Liveblog: Managing Your Heroes: The People Aspect of Monitoring

At the Nagios World Conference, North America Alex Solomon of PagerDuty talked about Managing Your Heroes: The People Aspect of Monitoring.

First he goes over some acronyms:
SLA – service level agreement
MTTR – mean time to resolution – avg time it takes to fix a problem
– also mean time to response, a subset of MTTR – avg time it takes to respond.
MTBF – mean time between failures

How can we prevent outages?
– look for single points of failure (SPOFs) – engineer them to be redundant, if you can’t live with the downtime.
– a complex, monolithic system means that a failure in one part can fail another part. e.g. if your reporting tool is heavily loaded, that will affect your customers who want to buy your product, if your reporting tool and sales system go against the same machines.
– systems that change a lot are prone to more outages
– Outages WILL happen

Failure lifecycle:
– monitoring -> alert -> investigate -> fix -> root-cause analysis, and from here it could go back to any of the other stages. The line between fix and investigate is blurry, because you might try something in the course of investigation and it might actually fix it.

Why monitor everything?
Metrics, metrics, metrics. “If it’s easy, just monitor it. You can’t have too many metrics.”

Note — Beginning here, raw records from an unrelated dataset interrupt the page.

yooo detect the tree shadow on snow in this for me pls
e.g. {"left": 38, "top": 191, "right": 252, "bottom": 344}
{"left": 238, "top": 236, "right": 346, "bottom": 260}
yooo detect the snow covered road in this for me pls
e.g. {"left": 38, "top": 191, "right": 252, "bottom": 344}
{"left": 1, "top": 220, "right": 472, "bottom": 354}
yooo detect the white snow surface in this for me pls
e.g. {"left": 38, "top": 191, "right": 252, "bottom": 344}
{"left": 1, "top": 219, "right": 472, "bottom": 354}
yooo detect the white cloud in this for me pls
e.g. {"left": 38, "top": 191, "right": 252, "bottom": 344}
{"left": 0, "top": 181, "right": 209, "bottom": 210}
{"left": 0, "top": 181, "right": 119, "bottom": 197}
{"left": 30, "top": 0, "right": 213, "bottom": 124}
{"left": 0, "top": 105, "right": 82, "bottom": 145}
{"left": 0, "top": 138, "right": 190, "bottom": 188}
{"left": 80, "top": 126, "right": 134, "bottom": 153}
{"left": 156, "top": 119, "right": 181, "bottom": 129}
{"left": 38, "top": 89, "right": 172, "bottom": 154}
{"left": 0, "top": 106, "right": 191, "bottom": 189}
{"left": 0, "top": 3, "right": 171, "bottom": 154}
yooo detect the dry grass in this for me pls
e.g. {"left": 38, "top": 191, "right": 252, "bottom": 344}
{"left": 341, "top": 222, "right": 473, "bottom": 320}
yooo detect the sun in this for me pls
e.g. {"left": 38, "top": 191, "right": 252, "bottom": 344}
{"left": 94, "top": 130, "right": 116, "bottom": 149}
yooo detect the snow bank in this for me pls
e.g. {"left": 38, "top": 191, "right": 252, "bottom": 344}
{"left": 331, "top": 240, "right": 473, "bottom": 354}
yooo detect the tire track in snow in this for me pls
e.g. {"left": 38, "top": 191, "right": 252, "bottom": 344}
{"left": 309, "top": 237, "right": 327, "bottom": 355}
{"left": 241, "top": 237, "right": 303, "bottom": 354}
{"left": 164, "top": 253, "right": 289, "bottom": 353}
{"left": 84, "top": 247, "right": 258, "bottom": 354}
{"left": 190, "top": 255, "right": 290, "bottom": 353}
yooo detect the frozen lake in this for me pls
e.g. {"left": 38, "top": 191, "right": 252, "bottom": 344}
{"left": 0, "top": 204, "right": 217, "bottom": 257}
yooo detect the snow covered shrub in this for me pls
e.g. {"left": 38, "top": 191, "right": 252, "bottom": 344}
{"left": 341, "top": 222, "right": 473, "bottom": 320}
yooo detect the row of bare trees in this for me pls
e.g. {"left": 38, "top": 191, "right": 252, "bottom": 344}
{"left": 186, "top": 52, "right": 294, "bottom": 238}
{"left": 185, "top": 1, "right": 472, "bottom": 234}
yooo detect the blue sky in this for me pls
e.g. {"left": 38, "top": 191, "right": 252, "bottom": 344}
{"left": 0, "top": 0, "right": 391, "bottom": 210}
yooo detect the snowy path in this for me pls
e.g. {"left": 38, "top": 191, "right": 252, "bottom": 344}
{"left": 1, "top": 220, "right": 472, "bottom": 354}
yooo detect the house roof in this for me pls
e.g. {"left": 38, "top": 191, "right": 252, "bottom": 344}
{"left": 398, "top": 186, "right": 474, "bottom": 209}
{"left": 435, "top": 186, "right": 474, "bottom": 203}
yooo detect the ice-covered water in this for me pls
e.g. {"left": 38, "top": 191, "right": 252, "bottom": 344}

Tools – for internal, behind the firewall – Nagios, Splunk. Exetrnal – New Relic, Pingdom. Metrics – graphite, data dog.

Severities – based on business impact
sev1 – large scale business loss (critical)
sev2 – small to medium business loss (critical)
sev3 – no immediate business loss, customer may be impacted
sev4 – no immediate business loss, no customers impacted

Each severity level should have it’s own standard operating procedure (SOP)/SLA:
sev1 – major outage, all hands on deck. Notify the team via phone/sms, response time 5 min
sev2 – critical issue – notify the oncall person/team via phone/sms, response time 15 min
sev3/4 – non-critical issue notify on-call person via e-mail, response time next business day.

Severities can be downgraded/upgraded.

Alert *before* systems fail completely.

Oncall best practices – have a cellphone for phone calls and SMS. You might want to get a pager, but the paging system isn’t necessarily reliable either. A smart phone is better, because you can then handle the problem from the phone. 4G/3G internet – like a 4g hotspot, a USB modem, or tethering.

Set up your system so it pages multiple times until you respond. Escalate to different phones as needed. Get a vibrating bluetooth bracelet if you sleep with someone else and they don’t want to be disturbed.

Don’t send calls to the whole team if one person can handle it. You wake everyone up, the issue could be ignored by everyone or duplicated by everyone.

Follow-the-sun paging, oncall schedules.

Measure on-call performance, measure MTTR, % of issues that were escalated, set up policies to encourage good performance. Managers should be in the on-call chain, and you can pay people extra to do on-call. Google pays per on-call shift, so people actually volunteer to be on-call.

NOCs reduce the MTTR drastically. Expensive (staffed 24×7 with multiple ppl). But you can train your NOC staff to fix a good percentage of the issues. As you scale, you might want a hybrid on-call approach – NOC handles some, teams directly handle others.

Automate fixes and/or add more fault tolerance.

You need the right tools (monitoring tools were mentioned before). Soft tools:
voice – conference bridge / skype / google hangout
chat – hipchat, campfire [we use IRC at mozilla]

Best practice: having an incident commander – provides leadership and is in charge of the situation. prevents analysis paralysis, instructs who should do what, etc.